A new approach was required, Mayday Trust concluded. The experiences of those they spoke to on the streets suggested the system was letting them down - badly. Plus, the current methods were failing to keep people off the street. ‘There were too many young people coming into the system and not getting out, and there were too many people the other end who were continually coming back,’ Ms McArdle explains.

These people were being tagged as having ‘complex needs’ when, in reality, the needs were not always that complex and a more personalised approach could reveal that. And this is what Mayday have tried to do: take a more personalised approach and deal with people’s strengths. This led to the creation of their personal transitions service, known as Mayday Inspire.

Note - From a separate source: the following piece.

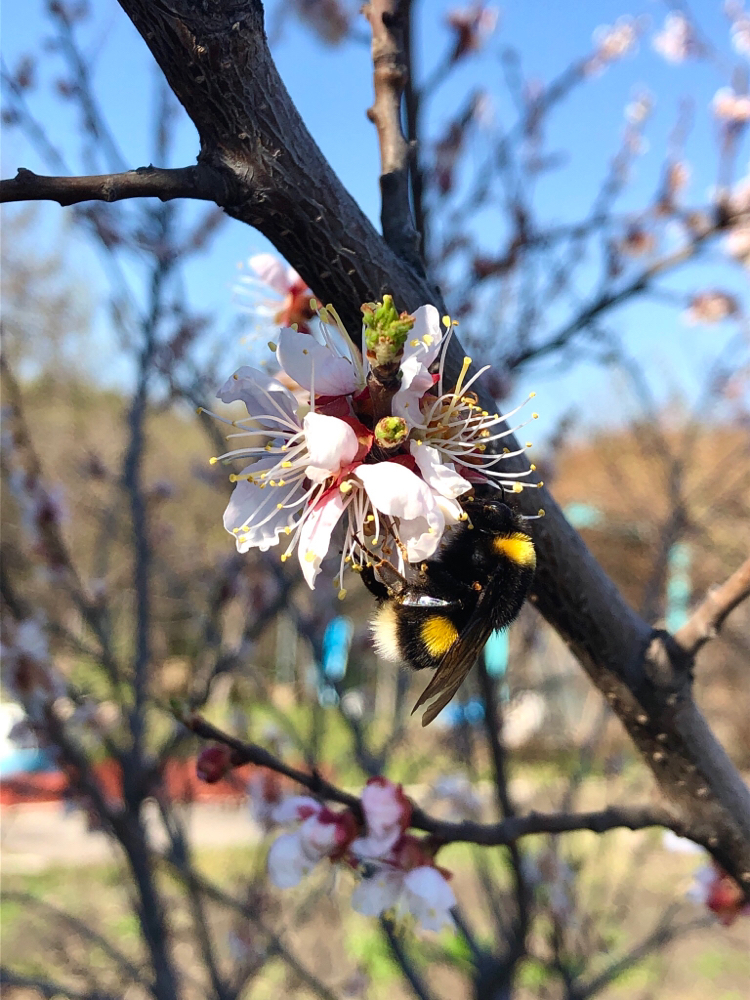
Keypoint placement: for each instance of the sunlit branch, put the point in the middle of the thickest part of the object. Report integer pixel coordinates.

‘Every homelessness agency says they’re person-centred,’ Ms McArdle acknowledges. ‘Its meaningless. Everybody goes through the same system, the same assessments, the same loops they’ve got to get through to get a house.’

But Mayday has attempted to translate the rhetoric into practice. They have abandoned needs and risk assessments - the hoops people are forced to jump through - and have introduced coaches instead. These coaches aim to personalise support and build on people’s strengths rather than constantly remind them of their weaknesses. They listen to what their clients want. The aim? To reintegrate homeless people into the community quickly instead of leaving them lingering in a hinterland of hostels and food banks.

‘The results were staggering,’ Ms McArdle says. ‘At the start when we changed there were so many people that were living with us that just got it.’ She gives me one example of someone who was able to turn their life around rapidly thanks to this more personalised approach. ‘One guy got a couple of hundred quid to do his forklift license,’ she tells me. ‘He stayed with us three months. He got a license. He got a job and a partner, and has a baby now. He didn’t need to stay two years or get trapped in that whole hostel system.’

Mayday ran a proof of concept with Oxford City Council, whose rough sleeping and single homelessness manager, Nerys Parry, shared their concerns on the risks of institutionalisation. ‘We know instinctively - and this is nothing that comes through from our outcomes and data monitoring - that people are living in our hostels for too long,’ she told an audience at a Mayday-organised event.

‘There are people who are living in our hostels who call it their home and they don’t want to move on,’ she continued. ‘Those who are receving support seem to be more and more dependent on those who are providing it and those who are providing it seem to be more and more compelled to pretend they have the solution. Homelessness doesn’t seem to be a transient state, its rather becoming an institution of people labeled with complex needs.’

Cllr Parry told the audience at the event that since working with Mayday Oxford City Council had closed down one of its biggest hostels which had some people who had been living there on and off for 20 years. They moved the residents into shared accommodation, some of which is run by Mayday. ‘This is part of the undoing of the institutionalisation that has happened,’ Cllr Parry explained.

She did have a warning to other authorities however. ‘You need to take a deep breath when you go into a relationship with Mayday,’ she told the audience. ‘You need to have heads of service and CEOs who are understanding and willing to take a risk with you on the delivery of the proof of concept.’ Local authorities ‘need to embrace the mess of working with a different model.’ However, this is a strength according to Cllr Parry. Mayday is flexible and willing to change if the desired outcomes are not being met.

No doubt there are many approaches to tackling homelessness. However, Mayday appears to listen to what homeless people tell them and, it seems, they are humble enough to change their approach when things are not going as planned. That is a rare quality in any walk of life.